« Démagogique » et « vieilli » pour la gauche locale qui s’apprête à attaquer la délibération au tribunal administratif, « de bon sens » pour le maire Serge Grouard, la décision est surtout tout à fait légale. Elle se fonde sur l’article 3341 du code de la santé publique qui dispose qu’une « personne trouvée en état d’ivresse dans les lieux publics est, par mesure de police, conduite à ses frais dans le local de police ou de gendarmerie le plus voisin ou dans une chambre de sûreté, pour y être retenue jusqu’à ce qu’elle ait recouvré la raison. »
Fleurant bon le XIXe siècle dont il nous vient en droite ligne, l’article a donc été appliqué dans sa totalité par la ville d’Orléans, qui connaît chaque année « de 250 à 350 ivresses publiques manifestes » selon l’adjoint à la sécurité Olivier Geoffroy qui a détaillé certains des cas les plus récents qui lèvent le coin sur des fins de soirées pénibles entre alcool, débauche et danger pour autrui. Le maire d’Orléans complétant : « le centre ville est beau et sympa, ça ne l’est plus du tout quand on croise une personne dans cet état, ce qui est un trouble à l’ordre public doublé d’une ivresse manifeste« . Et un bon facteur anxiogène dans les nuits de nos centre-villes.
La disposition qui fait tant jaser n’est qu’une partie de la délibération, qui conduit à une véritable réorganisation de la prise en charge des IPM. Aujourd’hui, les policiers nationaux ou municipaux doivent calmer l’individu, le charger vers les plus proches urgences (qui à Orléans sont à 10 km du centre-ville à la Source), obtenir un certificat de non-hospitalisation, le ramener au commissariat et le placer en cellule de dégrisement pour la nuit (6 à 8 heures habituellement, plus si l’alcoolémie est plus forte). Tout ça occupe une patrouille de 2 à 4 agents pendant 1 h 30 à quatre heures, pendant lesquelles ni eux ni leur véhicule ne sont sur la voirie, ce qui est difficilement conciliable avec la baisse ou la stagnation des effectifs policiers nationaux et locaux qui entraine une exigence de productivité accrue pour les effectifs et le matériel.

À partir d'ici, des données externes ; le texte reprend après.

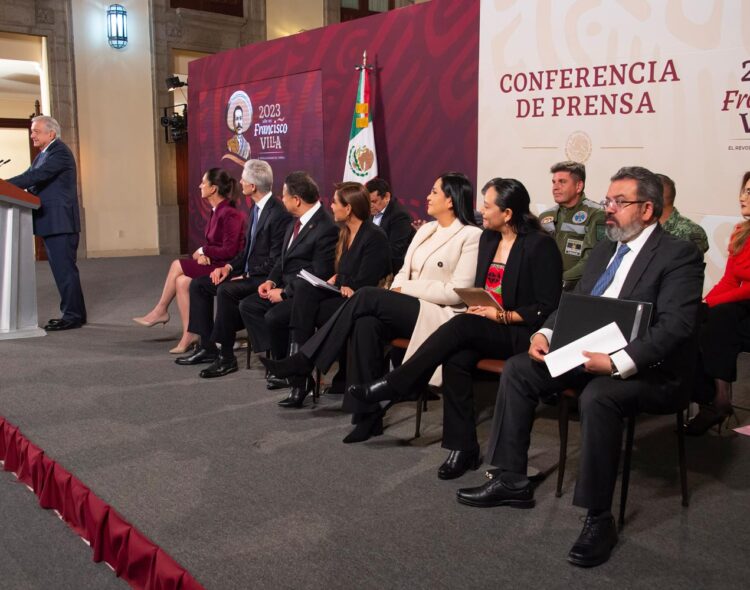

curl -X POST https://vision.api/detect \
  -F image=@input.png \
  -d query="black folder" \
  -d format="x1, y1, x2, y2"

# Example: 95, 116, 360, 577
549, 293, 654, 351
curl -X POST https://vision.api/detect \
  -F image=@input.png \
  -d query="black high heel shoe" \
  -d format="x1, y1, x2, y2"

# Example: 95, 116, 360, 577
343, 410, 385, 444
279, 375, 315, 408
260, 352, 315, 379
685, 405, 734, 436
347, 379, 402, 404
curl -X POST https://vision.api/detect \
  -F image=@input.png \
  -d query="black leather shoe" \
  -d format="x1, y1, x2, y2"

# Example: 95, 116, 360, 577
438, 448, 482, 479
456, 473, 534, 508
200, 356, 237, 379
279, 376, 315, 408
174, 347, 219, 365
260, 352, 315, 378
266, 375, 291, 391
568, 512, 617, 567
44, 320, 83, 332
347, 379, 402, 404
343, 410, 383, 444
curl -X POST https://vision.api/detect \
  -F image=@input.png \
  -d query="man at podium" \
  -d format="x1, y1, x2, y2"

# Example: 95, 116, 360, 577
8, 115, 86, 331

La mairie d’Orléans a décidé de signer une convention avec SOS Médecins et la DDSP 45 afin de faire faire le certificat de non-prise en charge directement au commissariat dans une salle adaptée, ce qui a l’avantage énorme d’économiser beaucoup de temps aux forces de l’ordre (et de carburant), en plus de décharger des urgences passablement encombrées la nuit surtout en fin de semaine.
Alors que la gauche locale (PS, EELV, PCF) s’acharnait sur la disposition (qui a finalement été adoptée avec les voix des les élus de la majorité UDI-UMP et l’opposition FN), l’adjoint à la sécurité n’a pas boudé son plaisir pour annoncer que « une ville n’a pas attendu pour se manifester auprès de nous sur le dispositif, et cette ville c’est Nantes. Et évidemment on n’a pas caché notre plaisir pour les renseigner« . De source très proche du dossier, les questions des bretons portaient tant sur la convention avec SOS-Médecins que sur la possibilité de faire payer les personnes en état d’ivresse.

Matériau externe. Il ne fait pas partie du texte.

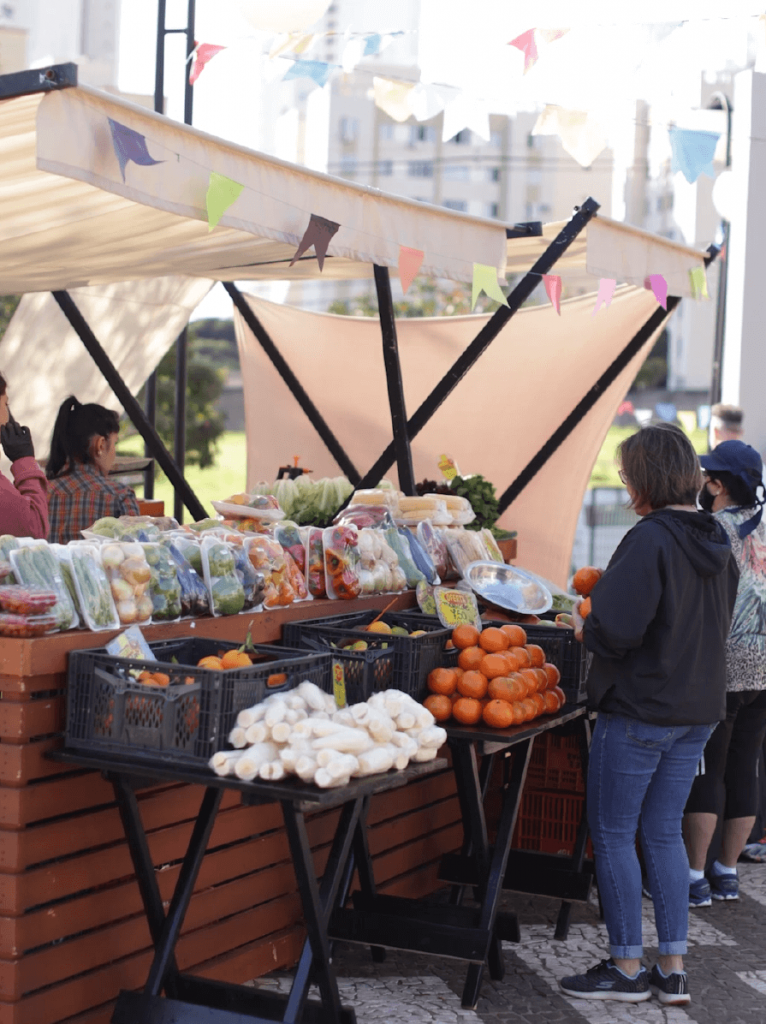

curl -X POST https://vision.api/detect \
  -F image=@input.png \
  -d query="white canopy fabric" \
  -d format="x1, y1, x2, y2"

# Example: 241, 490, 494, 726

La capitale bretonne étant gérée par la gauche, la joie de l’adjoint à la sécurité, étoile montante de l’UMP loiretaine, est compréhensible. Pour la ville de Nantes, le nombre d’IPM étant sans commune mesure avec le nombre enregistré à Orléans, si bien que la ville a mis en place un plan alcool qui pourrait se voir ainsi étendu. Les Nantais quant à eux pourront se féliciter de la création d’une recette – même minime – qui ne soit pas issue de l’augmentation de leurs impôts.